Los antiguos griegos gustaban de celebrar banquetes, en los que adaptaban a su fase de civilización la costumbre de hablar durante el yantar. Comer ya no suponía, entonces, el mero acto biológico de llenarse la tripa, como los animales, sino, a la vez, una conducta cultural, un acto de civilización. No deberíamos, por ello, denominar “banquetes” a todo tipo de celebración culinaria, ya que de coloquio o simposio, al estilo greco-romano, muchos tienen muy poco. 



Repárase en los festejos cerveceros bávaros en pleno Oktoberfest, esas bulliciosas congregaciones de oficiantes paganos, clavados en banco corrido frente a descomunales mesas comunitarias de roble, típicas en los mesones, con los rostros encendidos, levantando al cielo con gran devoción tremendos cálices de líquido milagroso, entonando sin descanso épicos himnos a la alegría. Tampoco entrarían en la categoría, rigurosa y estricta, de banquete las barbacoas, el rancho cuartelero ni, en general, las colaciones en las que hay que guardar cola.
Masticar pausadamente el alimento ayuda a la saludable digestión. Vale, pero no es vana digresión atender a las posturas y composturas en la mesa, porque la civilización se juega el porvenir de muchas maneras y en las buenas maneras.
La sombra del colectivismo tribal y el comunitarismo socializante se proyecta sobre viejas costumbres y arcaísmos que todavía los mantienen vivaces y a un punto de ebullición.

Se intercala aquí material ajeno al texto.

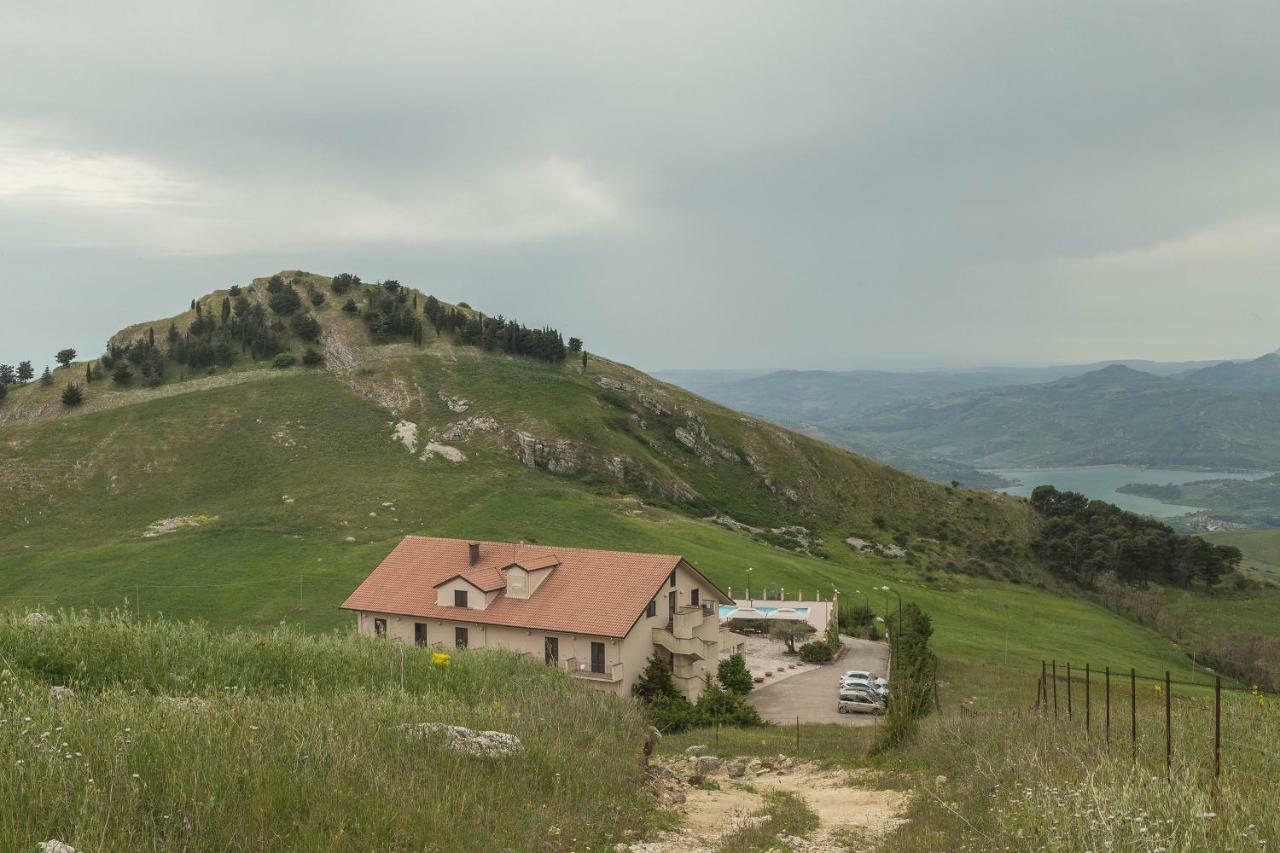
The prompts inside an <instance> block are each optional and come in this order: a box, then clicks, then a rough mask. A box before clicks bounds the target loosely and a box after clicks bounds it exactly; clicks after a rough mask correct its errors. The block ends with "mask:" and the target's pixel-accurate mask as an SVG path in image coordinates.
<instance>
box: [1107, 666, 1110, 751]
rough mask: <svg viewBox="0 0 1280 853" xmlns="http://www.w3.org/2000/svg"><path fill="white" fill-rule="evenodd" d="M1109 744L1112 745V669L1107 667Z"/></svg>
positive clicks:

Servir directamente la comida de la cocina a la mesa en la paellera, la cazuela, el puchero o el perol, y meter los comensales la cuchara, el tenedor o el ¡cuchillo! en su interior, en vez de servirse en platos y raciones individuales, puede excitar a algunos a tomar el Palacio de Invierno en San Petersburgo, lo mismo que la música de Wagner anima, según un personaje de Woody Allen, a invadir Polonia
Optar por el menú del día (menú popular) resulta ahorrador y austero, mientras que la elección de platos en la carta huele a neoliberalismo. En los restaurantes y hoteles, diríase hábito promiscuo y de achuchón el tener que acomodarse en mesas colectivas y hacerse un hueco entre extraños, todos a una, como buenos camaradas, costumbre que se conserva todavía hoy en bastantes países tenidos por “civilizados”, especialmente, braseados en la socialdemocracia y acostumbrados a arrimar el hombro. Y en este plan quinquenal.

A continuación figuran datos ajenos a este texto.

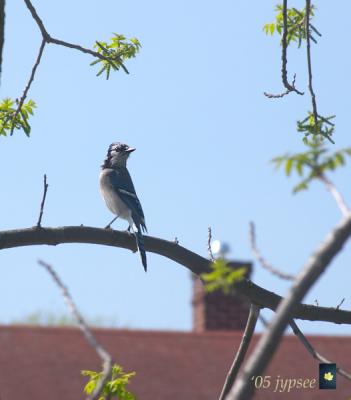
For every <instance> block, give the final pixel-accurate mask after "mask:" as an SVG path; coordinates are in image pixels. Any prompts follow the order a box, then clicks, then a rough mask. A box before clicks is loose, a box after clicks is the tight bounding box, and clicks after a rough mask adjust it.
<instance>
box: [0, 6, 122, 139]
mask: <svg viewBox="0 0 351 400" xmlns="http://www.w3.org/2000/svg"><path fill="white" fill-rule="evenodd" d="M0 1H3V0H0ZM24 2H25V4H26V6H27V8H28V10H29V11H30V13H31V15H32V17H33V19H34V21H35V22H36V23H37V25H38V27H39V29H40V32H41V35H42V42H41V45H40V49H39V54H38V56H37V59H36V62H35V64H34V66H33V68H32V72H31V75H30V78H29V81H28V83H27V85H26V87H25V89H24V91H23V94H22V96H21V98H20V100H19V102H18V106H17V109H16V111H15V112H14V114H13V115H12V117H11V118H12V121H13V122H14V121H15V118H16V116H17V115H18V113H19V112H21V109H22V106H23V103H24V101H25V99H26V97H27V94H28V92H29V89H30V87H31V84H32V82H33V80H34V76H35V72H36V70H37V68H38V65H39V64H40V60H41V56H42V54H43V50H44V47H45V45H46V43H54V44H57V45H59V46H64V47H68V48H71V49H75V50H78V51H81V52H82V53H85V54H90V55H92V56H93V57H96V58H99V59H100V60H104V61H108V62H110V63H111V62H112V61H113V60H112V59H111V58H109V57H105V56H104V55H102V54H100V53H98V52H97V51H94V50H90V49H87V48H85V47H82V46H79V45H77V44H73V43H69V42H65V41H63V40H60V39H55V38H53V37H52V36H51V35H50V34H49V33H48V31H47V30H46V28H45V26H44V23H43V21H42V20H41V18H40V17H39V15H38V13H37V11H36V9H35V8H34V6H33V4H32V3H31V1H30V0H24ZM0 7H1V3H0ZM0 18H1V10H0ZM0 24H1V20H0ZM1 43H2V42H1V28H0V45H1ZM115 61H117V60H115ZM118 62H119V63H120V65H121V67H122V68H123V70H124V71H125V72H126V73H127V74H129V72H128V70H127V68H126V67H125V65H124V64H123V63H122V60H121V59H118ZM0 72H1V47H0ZM14 128H15V127H14V123H13V124H12V128H11V135H12V134H13V131H14Z"/></svg>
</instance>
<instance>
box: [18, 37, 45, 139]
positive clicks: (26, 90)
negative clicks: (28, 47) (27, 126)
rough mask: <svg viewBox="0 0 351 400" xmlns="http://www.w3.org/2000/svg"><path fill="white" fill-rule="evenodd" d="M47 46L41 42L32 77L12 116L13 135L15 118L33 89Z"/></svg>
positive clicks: (41, 41)
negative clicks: (23, 103)
mask: <svg viewBox="0 0 351 400" xmlns="http://www.w3.org/2000/svg"><path fill="white" fill-rule="evenodd" d="M45 44H46V42H45V40H44V39H43V40H42V41H41V44H40V48H39V53H38V56H37V59H36V61H35V63H34V65H33V68H32V72H31V74H30V77H29V81H28V83H27V85H26V87H25V88H24V91H23V94H22V96H21V98H20V100H19V102H18V106H17V109H16V111H15V112H14V114H13V115H12V116H11V118H12V121H13V123H12V128H11V135H12V134H13V131H14V129H15V124H14V122H15V118H16V117H17V115H18V113H19V112H20V111H21V109H22V106H23V103H24V101H25V100H26V98H27V94H28V92H29V89H30V87H31V85H32V83H33V81H34V77H35V73H36V71H37V68H38V65H39V64H40V60H41V56H42V55H43V51H44V47H45Z"/></svg>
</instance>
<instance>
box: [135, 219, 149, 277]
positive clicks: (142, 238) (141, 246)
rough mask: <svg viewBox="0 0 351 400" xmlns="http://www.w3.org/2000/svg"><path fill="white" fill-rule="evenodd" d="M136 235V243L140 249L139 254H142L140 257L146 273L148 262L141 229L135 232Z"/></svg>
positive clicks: (138, 248) (138, 249)
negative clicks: (141, 232)
mask: <svg viewBox="0 0 351 400" xmlns="http://www.w3.org/2000/svg"><path fill="white" fill-rule="evenodd" d="M134 234H135V239H136V242H137V247H138V250H139V254H140V257H141V262H142V263H143V267H144V270H145V272H146V270H147V261H146V253H145V245H144V236H143V234H142V233H141V229H140V227H139V228H138V229H137V230H135V232H134Z"/></svg>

Allí donde el gentleman observa poco “refinamiento”, el hombre-masa ve a un “finolis”. Sea como fuere, el comensal no hambriento de universal, sin por ello ser tildado de “antihegeliano”,“solipsista” o “insociable”, prefiere en los lugares públicos, las mesas separadas, y sólo comparte espacio y asiento, con su permiso y si le apetece hacerlo.